On the weekend of 24-25th April the Catholic Parish of Sts Peter and Paul in Northfields opened their doors to visitors to celebrate their 90th Year of foundation with a flower festival which was themed around local parish groups. The parish began as a Chapel of ease for St Joseph’s church in Hanwell as a hut on Leyborne Avenue. It became an independent parish in 1926 and the foundation stone for a new church as laid in 1931 with the new church, designed by Church architects, T Birchall Scott, opening on the Feast of Sts Peter and Paul in 1934. It was not consecrated until 1959 when the church was finally completed and debt free.
The flower festival was organised by members of the parish some of whom are also members of the Ealing Flower Club. The sixteen arrangements were spread throughout the church and each of them celebrated a different aspect of parish life, many linked to statues or devotions to different saints. Outside the church a grotto to Our Lady was also decorated by the Knights of St Columba, a male-only Catholic organisation.
Entering the church I encountered a beautiful colourful arrangement of bright spring flowers arranged in a supermarket basket with some old fashioned cans in front of it. This arrangement, by Vanessa Canzini was dedicated to St Antony in recognition of the all the work done by parishioners collected for Ealing Food bank and other charities such as Hanwell Homeless.
Attached to the side wall of the church was a floral arrangement in the green and orange colours of Ireland and dedicated to St Patrick. This arrangement incorporated colourful pom poms and a knitted hat and scarf and was dedicated to the EHID, the Ealing Handicapped Irish Dancers. Accompanied by a poem about the role of St Patrick ‘who didn’t learn to dance at all’ but ‘taught Irish folk the faith’, this arrangement referenced the parish’s strong Irish heritage. The EHID is a support group for people with learning difficulties which gives members the opportunity to learn Irish dancing and perform.
In front of the alter was one of the most complex floral arrangements, which used flower heads to create an open bible. The arrangement, by Kathleen O’Neil was intened to reference the centrality of the ‘Word of God in faith formation, whether through catechesis, study or sharing’.

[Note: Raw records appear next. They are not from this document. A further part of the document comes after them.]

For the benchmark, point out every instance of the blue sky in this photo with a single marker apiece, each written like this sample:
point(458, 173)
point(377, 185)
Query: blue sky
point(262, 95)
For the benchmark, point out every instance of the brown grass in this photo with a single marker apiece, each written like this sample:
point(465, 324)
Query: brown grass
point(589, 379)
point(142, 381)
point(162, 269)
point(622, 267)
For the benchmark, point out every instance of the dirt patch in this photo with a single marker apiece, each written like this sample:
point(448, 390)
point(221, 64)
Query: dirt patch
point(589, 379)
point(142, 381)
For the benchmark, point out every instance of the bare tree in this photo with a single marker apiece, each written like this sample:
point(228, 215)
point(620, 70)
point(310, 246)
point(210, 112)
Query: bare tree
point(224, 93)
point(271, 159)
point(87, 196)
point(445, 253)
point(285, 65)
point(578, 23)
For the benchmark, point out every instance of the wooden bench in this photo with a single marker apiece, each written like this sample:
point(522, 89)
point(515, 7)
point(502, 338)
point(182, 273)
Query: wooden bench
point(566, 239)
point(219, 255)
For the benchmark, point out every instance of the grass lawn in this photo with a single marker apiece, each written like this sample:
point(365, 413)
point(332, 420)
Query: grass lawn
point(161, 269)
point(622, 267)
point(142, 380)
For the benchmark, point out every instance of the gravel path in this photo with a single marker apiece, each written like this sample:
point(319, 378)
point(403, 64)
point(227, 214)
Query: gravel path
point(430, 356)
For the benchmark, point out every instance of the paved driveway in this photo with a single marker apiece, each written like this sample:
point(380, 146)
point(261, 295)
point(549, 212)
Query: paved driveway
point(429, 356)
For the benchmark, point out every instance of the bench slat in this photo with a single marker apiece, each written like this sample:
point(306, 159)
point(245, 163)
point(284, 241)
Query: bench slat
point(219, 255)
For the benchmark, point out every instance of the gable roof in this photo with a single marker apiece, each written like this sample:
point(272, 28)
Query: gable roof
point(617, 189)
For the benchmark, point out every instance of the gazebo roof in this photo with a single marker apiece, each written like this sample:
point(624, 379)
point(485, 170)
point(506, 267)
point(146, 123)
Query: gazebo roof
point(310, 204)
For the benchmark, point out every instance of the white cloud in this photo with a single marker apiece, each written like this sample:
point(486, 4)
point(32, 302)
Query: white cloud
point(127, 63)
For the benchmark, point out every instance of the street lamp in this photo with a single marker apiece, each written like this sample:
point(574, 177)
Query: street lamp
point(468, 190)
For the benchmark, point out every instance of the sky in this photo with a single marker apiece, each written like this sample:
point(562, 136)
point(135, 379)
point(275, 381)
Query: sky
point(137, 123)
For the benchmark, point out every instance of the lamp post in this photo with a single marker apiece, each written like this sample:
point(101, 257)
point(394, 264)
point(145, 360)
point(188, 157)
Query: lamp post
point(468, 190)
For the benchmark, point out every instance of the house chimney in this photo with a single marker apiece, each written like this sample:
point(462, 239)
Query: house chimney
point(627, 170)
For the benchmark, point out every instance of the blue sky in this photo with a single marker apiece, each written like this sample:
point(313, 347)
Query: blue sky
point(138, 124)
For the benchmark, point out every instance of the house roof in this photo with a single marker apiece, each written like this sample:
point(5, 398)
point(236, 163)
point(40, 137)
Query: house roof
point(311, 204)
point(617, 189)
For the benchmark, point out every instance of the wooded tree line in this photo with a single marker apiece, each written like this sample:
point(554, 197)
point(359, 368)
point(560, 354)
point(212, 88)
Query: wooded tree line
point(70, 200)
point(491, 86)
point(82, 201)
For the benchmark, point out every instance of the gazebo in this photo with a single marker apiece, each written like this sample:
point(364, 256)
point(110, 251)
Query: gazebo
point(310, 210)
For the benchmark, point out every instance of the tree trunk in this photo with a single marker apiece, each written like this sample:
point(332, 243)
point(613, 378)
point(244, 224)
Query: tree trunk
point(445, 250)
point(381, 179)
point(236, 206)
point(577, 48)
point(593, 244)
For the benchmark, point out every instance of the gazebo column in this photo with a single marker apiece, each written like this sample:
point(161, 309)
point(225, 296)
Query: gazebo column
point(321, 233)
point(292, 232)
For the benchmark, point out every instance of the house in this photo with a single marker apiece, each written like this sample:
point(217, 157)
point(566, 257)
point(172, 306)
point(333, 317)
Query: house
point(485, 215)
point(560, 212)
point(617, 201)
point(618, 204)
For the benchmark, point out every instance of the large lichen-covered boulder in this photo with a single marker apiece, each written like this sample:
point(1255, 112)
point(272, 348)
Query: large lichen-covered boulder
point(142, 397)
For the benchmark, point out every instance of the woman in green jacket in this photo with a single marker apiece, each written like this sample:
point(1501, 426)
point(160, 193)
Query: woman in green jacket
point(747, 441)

Many of the arrangements were located next to prominent statues in the church such as this one by Maria DeMarco, dedicated to the Sacred Heart.
Flower festivals can be found all over the UK in parish churches, particularly to celebrate anniversaries or centenaries. As is the case at Sts Peter and Paul the work of arranging flowers is usually done by parish members and is a form of ‘devotional creativity’. The flowers become a focal point for particular statues or sites of prayer within the church and, as in this case, a flower arrangement may be dedicated for particular prayer needs.
In our wider research project we’re particularly interested in the range of creative work ordinary people do in their places of worship. Floral art and flower arrangements are a key form of vernacular creativity which seem to be shared by many from different faiths – particularly for special occasions. In the hindu temple in particular flowers are integral to worship with flower garlands made daily by the priests for garlanding the goddess. During the annual Chariot Festival thousands of flowers are used by the groups of women who gather in the temple to help the priest with garland making. We are interested in how people think about this work and how it might be different from the creative work they do in other places.